В кафе полумрак под стать темной мебели. Напротив восседает Марк, огромный, похожий на Тараса Бульбу.
— Это Гоголь отравил меня, — говорит Кон, — влил в меня ностальгию, повел из Киева в Питер, из украинской ночи леших в питерский туман вурдалаков.
Марк, молчавший все эти дни, внезапно раскрывает уста:
— Ностальгия? Тоска? Да по чему?.. По фальши и жестокости? Опять — Эрмитаж, опять — колдовство Невского. Да все это разбойничий вертеп, Большой Дом, заламывание рук и проламывание черепа. И не Гоголь там нужен, чтобы изобразить все это, а Босх.
Сказал и замолк. И больше слова не скажет, и опять исчезнет в своем логове, и ночь вместе с Лилей горячкой объятий и холодом рвущейся в окно Неббия будет колыхаться на мягких звуках виолончели, так и уплывет в сон, а там едва мерцают колоннады Бернини на площади Сан-Пьетро, их тени — омбро или умбро (название краски или страны: Умбрия), длится импровизация: ластится Лаций, солнечной отрешенностью тоски залиты верхи Тосканы, покой — успокоение ли, успение — еще чуть, и тебя нет — и тогда легкость печали и затаенного счастья делает тебя подобным ангелу, и выход из сладостного оцепенения похож на испуг, и долго смотришь в медовую синь неба, успокаивая сердцебиение, но опусти глаза, оглянись: сырость и молодость, приземистые жалкие хибары в пригородах Питера, провода на фоне землисто-оранжевого заката, вербы, свечи на кладбищах, лужи, зябкость, запах квашеной капусты, вкус ее после водки, какие-то редкие, тут же себя забывающие крики, зимние посиделки с ней в Летнем саду, ветер, ветер, белый снег и душный молочный рассвет; одинокое просыпание в мастерской: месяц, пиратом заглядывающий в окно, сырость финских мест, приходящая ознобом и тревогой.
5
Кон внезапно и окончательно проснулся посреди ночи: то ли звуки виолончели пресеклись, то ли Неббия отступила от окон, сникла, свернулась и уползла.

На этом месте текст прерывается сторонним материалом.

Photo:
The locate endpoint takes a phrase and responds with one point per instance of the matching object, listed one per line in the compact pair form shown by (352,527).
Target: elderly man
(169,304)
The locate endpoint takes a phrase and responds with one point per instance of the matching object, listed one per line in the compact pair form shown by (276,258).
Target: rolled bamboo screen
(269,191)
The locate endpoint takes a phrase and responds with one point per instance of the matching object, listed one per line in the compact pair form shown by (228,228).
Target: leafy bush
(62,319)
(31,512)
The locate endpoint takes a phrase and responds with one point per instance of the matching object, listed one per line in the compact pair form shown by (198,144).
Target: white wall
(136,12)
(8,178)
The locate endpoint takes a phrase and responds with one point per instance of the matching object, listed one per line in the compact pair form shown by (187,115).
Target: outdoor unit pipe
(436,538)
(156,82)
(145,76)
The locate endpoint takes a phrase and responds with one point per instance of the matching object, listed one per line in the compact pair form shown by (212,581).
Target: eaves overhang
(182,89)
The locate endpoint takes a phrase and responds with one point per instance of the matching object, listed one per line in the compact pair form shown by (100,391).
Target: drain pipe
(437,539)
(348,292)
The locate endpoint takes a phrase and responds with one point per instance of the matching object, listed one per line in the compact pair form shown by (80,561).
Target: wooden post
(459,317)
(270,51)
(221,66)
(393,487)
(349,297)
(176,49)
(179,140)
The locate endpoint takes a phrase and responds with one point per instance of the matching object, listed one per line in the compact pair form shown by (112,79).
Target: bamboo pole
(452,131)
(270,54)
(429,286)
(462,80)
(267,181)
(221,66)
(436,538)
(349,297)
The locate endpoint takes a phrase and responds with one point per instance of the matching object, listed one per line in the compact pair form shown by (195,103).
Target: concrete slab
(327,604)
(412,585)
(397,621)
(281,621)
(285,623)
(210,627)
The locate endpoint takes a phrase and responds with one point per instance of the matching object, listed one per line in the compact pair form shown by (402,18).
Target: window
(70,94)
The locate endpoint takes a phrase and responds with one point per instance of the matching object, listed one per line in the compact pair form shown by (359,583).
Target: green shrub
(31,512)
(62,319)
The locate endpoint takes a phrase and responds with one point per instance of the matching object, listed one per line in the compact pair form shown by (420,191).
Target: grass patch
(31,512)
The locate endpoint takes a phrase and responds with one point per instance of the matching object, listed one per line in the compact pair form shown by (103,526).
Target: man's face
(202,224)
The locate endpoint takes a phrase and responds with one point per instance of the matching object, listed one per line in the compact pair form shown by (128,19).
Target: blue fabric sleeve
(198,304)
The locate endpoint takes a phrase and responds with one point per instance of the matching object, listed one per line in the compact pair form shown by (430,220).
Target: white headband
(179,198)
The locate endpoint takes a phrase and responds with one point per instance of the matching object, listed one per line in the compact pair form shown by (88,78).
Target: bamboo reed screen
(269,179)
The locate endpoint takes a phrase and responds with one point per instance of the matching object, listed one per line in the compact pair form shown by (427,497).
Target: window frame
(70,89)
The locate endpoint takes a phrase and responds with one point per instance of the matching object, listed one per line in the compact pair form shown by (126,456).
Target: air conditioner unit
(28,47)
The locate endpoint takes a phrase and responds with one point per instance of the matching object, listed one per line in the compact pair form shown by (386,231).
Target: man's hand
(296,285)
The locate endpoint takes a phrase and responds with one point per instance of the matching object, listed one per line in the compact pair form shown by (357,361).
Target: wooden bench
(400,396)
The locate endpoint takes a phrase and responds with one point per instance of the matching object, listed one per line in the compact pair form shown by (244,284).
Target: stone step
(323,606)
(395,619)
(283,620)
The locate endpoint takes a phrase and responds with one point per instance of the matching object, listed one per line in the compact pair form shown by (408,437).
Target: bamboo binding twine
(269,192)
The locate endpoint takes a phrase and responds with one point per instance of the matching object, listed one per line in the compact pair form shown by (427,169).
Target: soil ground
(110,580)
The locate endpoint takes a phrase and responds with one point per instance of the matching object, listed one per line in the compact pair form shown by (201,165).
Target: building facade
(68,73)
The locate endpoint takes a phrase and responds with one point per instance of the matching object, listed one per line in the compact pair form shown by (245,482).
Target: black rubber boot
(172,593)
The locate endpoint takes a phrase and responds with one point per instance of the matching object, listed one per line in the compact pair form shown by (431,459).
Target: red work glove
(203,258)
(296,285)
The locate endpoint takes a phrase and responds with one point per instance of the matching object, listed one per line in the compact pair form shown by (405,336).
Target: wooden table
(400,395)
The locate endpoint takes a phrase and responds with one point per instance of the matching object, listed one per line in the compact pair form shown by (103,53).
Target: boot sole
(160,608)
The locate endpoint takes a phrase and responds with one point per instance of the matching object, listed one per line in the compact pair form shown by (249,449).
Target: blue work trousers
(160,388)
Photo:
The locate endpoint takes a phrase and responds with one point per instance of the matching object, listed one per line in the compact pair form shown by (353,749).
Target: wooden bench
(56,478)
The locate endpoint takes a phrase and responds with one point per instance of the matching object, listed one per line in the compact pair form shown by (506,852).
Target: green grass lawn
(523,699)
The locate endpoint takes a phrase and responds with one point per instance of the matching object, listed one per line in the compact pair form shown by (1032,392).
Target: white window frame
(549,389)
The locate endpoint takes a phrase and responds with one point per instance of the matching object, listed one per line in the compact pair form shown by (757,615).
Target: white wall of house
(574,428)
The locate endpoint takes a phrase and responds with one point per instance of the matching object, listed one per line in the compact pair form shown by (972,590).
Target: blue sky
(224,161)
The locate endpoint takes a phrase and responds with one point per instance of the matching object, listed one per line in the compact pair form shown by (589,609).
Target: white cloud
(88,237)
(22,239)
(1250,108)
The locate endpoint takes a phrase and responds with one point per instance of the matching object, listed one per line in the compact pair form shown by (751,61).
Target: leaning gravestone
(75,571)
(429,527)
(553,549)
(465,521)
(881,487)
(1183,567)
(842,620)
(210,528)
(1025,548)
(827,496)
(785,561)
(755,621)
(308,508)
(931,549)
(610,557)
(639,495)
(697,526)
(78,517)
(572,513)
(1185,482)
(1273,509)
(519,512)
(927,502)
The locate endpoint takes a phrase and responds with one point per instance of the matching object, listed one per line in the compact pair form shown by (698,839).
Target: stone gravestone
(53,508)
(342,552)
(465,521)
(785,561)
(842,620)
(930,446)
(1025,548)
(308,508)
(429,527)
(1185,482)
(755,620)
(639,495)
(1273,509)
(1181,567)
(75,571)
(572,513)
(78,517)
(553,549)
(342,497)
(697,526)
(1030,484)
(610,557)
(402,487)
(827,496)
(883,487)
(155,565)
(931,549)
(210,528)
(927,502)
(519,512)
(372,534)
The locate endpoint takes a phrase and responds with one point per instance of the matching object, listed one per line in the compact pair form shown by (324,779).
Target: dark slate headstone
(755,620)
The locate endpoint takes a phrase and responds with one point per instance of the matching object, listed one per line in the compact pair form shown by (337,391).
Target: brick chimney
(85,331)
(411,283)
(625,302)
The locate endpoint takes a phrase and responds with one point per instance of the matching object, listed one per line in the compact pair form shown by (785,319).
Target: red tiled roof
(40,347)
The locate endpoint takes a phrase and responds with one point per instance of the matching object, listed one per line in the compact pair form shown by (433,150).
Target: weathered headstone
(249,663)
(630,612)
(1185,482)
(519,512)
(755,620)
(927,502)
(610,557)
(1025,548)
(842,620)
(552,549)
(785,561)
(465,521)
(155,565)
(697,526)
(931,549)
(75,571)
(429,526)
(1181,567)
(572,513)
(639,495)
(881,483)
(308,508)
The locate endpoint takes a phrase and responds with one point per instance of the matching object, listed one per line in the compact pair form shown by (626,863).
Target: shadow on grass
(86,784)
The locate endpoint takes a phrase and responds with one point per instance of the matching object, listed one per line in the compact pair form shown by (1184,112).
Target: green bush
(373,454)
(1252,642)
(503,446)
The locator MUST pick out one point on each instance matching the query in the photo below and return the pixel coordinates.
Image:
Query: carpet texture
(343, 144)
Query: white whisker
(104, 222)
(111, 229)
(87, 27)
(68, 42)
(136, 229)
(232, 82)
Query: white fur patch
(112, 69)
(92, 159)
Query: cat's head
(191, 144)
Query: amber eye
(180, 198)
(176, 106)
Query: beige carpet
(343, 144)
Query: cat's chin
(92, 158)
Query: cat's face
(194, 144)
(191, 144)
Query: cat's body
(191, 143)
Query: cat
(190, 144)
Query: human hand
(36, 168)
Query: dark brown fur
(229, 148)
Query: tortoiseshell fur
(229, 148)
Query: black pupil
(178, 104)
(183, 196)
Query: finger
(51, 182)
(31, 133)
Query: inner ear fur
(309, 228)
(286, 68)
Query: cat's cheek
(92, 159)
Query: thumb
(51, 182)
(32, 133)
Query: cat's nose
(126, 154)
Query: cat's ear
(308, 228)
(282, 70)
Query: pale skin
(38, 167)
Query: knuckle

Кон лежал с закрытыми глазами, но так оголенно, с отчетливым могильным холодом ощущал ту жуть, с которой мерещилась Гоголю в католическом Риме «виевская реальность»; эта жуть убивала его, стала тем, что он выразил, сам умерев, но оживив ее, как панночку, ведьму, Россию.
Синдром Гоголя.
Где-то скреблись мыши под полом, древоточцы — в мебели; незнакомый, неожиданно жаркий в это промозглое декабрьское время ветер, прогнавший Неббия, более нагло и деловито пробовал расшатать фрамуги окон.
Кон осторожно, с каким-то бессильно сдерживаемым отчаянием приложил ладонь к заголившемуся, обжигающему жаром, нежностью, спасением бедру спящей рядом Лили, чувствуя отчетливо, холодно, как приближается нечто ночное, кошмарное: еще миг — и из-под стольких закрытых на ключ, а то и законопаченных дверей в другие помещения, не сдаваемые хозяевами Хиасу, из каких-то паутинных закоулков этой затхлой чужой римской квартиры вынырнет вся нечистая сила, для которой не существует границ, вот она уже наваливается на грудь тяжестью, слабостью, потом, сердцебиением; только не открывать глаз, не поднимать век, ибо вот он — явился — Гоголь — востроносый и мертвый, тихий, похожий на какое-то корневище, только нос Буратино чрезвычайно его омолаживает. Гоголь молчит, но у него нутряной голос. Приходящий эхом ли, ознобом? — «Поднимите мне веки! Не вижу!»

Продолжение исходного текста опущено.